Nevada lawmakers took a major step towards overhauling electric rates this week, with SB 300 sent to Sisolak’s desk on May 28.

The bill “authorizes an electric utility to submit an application to establish an alternative rate-making plan,” directs the PUC to adopt regulations regarding those plans, sets deadlines for adopting those regulations and includes a mechanism for earnings sharing with the utility’s customers.

It also directs the PUC to “include a plan to educate the customers of the electric utility regarding the alternative rate-making mechanisms in the plan proposed by the utility,” and waives requirements for rate plans to be updated every 36 months.

NV Energy, the state’s largest utility, supported the legislation.

Regulatory reform could allow customers and the state in general “to leverage and benefit from technological changes and innovative operating practices,” Senior Vice President Tony Sanchez III said in filed testimony.

“Achieving the addition of more renewable energy and reducing carbon emissions from the electric sector very well could require innovative regulatory processes that appropriately allocate risk among all stakeholders,” Sanchez told lawmakers.

SB 300 was sponsored by Sen.
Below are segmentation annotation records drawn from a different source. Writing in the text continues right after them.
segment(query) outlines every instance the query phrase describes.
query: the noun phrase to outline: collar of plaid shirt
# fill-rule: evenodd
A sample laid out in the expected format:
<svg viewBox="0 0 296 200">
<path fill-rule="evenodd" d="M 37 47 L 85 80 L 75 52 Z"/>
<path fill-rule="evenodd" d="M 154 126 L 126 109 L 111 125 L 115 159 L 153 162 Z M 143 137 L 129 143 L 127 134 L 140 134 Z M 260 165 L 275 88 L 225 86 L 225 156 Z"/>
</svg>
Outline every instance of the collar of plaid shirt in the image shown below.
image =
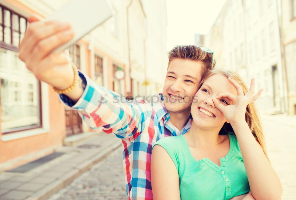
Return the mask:
<svg viewBox="0 0 296 200">
<path fill-rule="evenodd" d="M 86 85 L 80 99 L 75 105 L 65 95 L 60 95 L 60 99 L 82 114 L 92 128 L 113 133 L 122 139 L 128 199 L 153 199 L 150 169 L 152 147 L 161 138 L 187 132 L 192 123 L 191 116 L 179 131 L 169 121 L 170 114 L 162 102 L 161 93 L 159 97 L 162 101 L 157 103 L 143 100 L 115 104 L 111 101 L 118 94 L 95 83 L 80 72 L 79 75 Z M 98 100 L 102 96 L 107 100 L 106 103 Z M 128 124 L 124 123 L 127 121 Z"/>
</svg>

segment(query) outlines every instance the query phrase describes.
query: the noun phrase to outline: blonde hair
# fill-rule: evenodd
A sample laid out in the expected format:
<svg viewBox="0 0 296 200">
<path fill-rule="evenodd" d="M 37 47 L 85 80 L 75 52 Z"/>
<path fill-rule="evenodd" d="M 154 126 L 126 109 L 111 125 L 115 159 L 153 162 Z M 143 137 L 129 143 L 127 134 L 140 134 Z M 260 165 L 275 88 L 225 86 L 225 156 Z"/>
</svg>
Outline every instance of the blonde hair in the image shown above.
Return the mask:
<svg viewBox="0 0 296 200">
<path fill-rule="evenodd" d="M 200 47 L 192 45 L 175 46 L 168 52 L 168 64 L 174 58 L 179 58 L 193 61 L 200 61 L 202 64 L 202 75 L 214 69 L 216 62 L 213 61 L 213 54 L 202 49 Z"/>
<path fill-rule="evenodd" d="M 218 68 L 212 69 L 206 72 L 202 78 L 201 81 L 198 87 L 199 90 L 206 79 L 213 75 L 217 74 L 222 74 L 227 78 L 231 78 L 235 81 L 242 88 L 244 95 L 248 92 L 249 90 L 248 88 L 239 75 L 232 71 Z M 261 120 L 257 107 L 254 102 L 252 102 L 247 105 L 245 118 L 251 132 L 254 137 L 259 142 L 264 154 L 268 159 Z M 220 130 L 219 134 L 222 134 L 225 132 L 229 133 L 232 132 L 234 132 L 233 129 L 230 124 L 225 122 Z"/>
</svg>

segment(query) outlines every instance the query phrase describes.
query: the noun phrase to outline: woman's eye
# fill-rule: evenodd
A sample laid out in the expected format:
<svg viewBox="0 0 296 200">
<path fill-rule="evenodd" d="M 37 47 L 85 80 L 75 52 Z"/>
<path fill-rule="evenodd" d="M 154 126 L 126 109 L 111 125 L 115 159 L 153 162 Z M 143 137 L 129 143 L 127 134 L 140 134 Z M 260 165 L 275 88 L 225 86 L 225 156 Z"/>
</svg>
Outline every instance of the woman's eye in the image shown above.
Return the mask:
<svg viewBox="0 0 296 200">
<path fill-rule="evenodd" d="M 220 101 L 221 101 L 221 102 L 223 102 L 223 103 L 224 103 L 225 104 L 226 104 L 226 105 L 229 105 L 229 103 L 228 103 L 228 102 L 227 102 L 227 101 L 225 101 L 225 100 L 224 100 L 224 99 L 221 99 L 221 100 L 220 100 Z"/>
<path fill-rule="evenodd" d="M 203 91 L 205 92 L 208 92 L 207 91 L 207 90 L 205 89 L 202 89 L 202 91 Z"/>
</svg>

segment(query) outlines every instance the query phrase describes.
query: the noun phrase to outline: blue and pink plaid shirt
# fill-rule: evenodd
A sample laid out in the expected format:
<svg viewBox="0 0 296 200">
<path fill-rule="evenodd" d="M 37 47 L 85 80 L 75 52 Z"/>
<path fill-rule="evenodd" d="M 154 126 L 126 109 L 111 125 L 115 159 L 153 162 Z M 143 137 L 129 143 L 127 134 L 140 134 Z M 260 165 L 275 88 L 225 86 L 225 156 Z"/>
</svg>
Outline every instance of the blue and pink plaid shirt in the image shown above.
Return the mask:
<svg viewBox="0 0 296 200">
<path fill-rule="evenodd" d="M 170 114 L 162 102 L 161 94 L 157 103 L 143 100 L 128 101 L 80 72 L 79 76 L 86 87 L 77 102 L 74 105 L 63 95 L 60 98 L 78 110 L 91 128 L 113 133 L 121 139 L 128 199 L 153 199 L 150 169 L 152 146 L 163 137 L 186 133 L 192 118 L 179 131 L 169 121 Z"/>
</svg>

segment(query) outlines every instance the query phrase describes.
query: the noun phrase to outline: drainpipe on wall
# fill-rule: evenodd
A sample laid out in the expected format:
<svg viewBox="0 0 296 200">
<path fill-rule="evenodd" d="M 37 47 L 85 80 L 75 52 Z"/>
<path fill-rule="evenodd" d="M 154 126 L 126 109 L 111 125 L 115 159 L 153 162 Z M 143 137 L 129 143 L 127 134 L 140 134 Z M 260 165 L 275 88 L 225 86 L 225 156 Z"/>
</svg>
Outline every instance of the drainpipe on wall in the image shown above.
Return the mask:
<svg viewBox="0 0 296 200">
<path fill-rule="evenodd" d="M 133 0 L 130 0 L 130 2 L 128 4 L 128 5 L 126 7 L 126 27 L 127 29 L 127 32 L 128 38 L 128 65 L 129 66 L 128 69 L 128 77 L 129 77 L 129 79 L 127 81 L 128 83 L 129 83 L 129 84 L 130 85 L 130 87 L 128 87 L 128 90 L 127 92 L 127 93 L 128 93 L 128 95 L 133 95 L 133 94 L 131 93 L 131 88 L 132 86 L 131 85 L 131 45 L 130 44 L 129 24 L 128 22 L 128 9 L 131 6 L 131 5 L 132 1 Z"/>
</svg>

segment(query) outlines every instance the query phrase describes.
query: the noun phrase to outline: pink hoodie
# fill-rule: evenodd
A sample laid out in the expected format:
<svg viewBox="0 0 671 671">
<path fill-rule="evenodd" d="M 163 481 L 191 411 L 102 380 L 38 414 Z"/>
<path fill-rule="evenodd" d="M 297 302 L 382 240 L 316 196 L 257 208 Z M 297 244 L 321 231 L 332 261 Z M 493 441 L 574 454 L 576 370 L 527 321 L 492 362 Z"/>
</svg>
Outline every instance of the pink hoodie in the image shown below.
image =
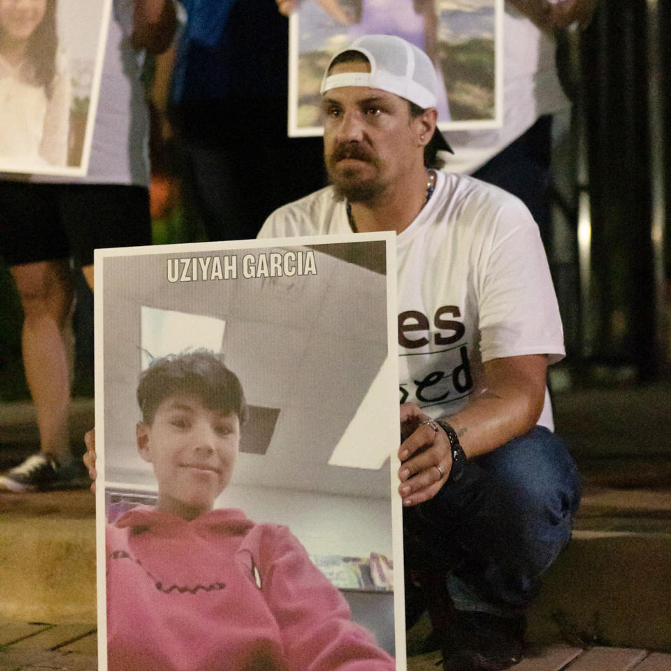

Chris Brooks, D-Las Vegas, who also sponsored the new 50% renewables mandate. In Nevada, renewables make up over 20% of the generation mix, including hydropower, which makes up 3.3%. Solar dominates renewables generation at slightly more than 50%, followed by geothermal power which makes up more than 41%.

Nevada’s goal of reaching 100% carbon-free resources by 2050 would put it just five years behind Hawaii, which has also set aggressive renewables targets and adopted performance-based rates.

Under Hawaii’s developing rate regime, updated revenue adjustment mechanisms will establish performance and revenue targets for utilities that will be applied over a five-year multi-year rate plan. During that time, there will be no general rate cases, according to the new rules.

Other states are also moving toward performance-based ratemaking, including Minnesota.

Next month, Hawaii will begin designing a set of Performance Incentive Mechanisms for utilities, during the second phase of developing its performance-based rates.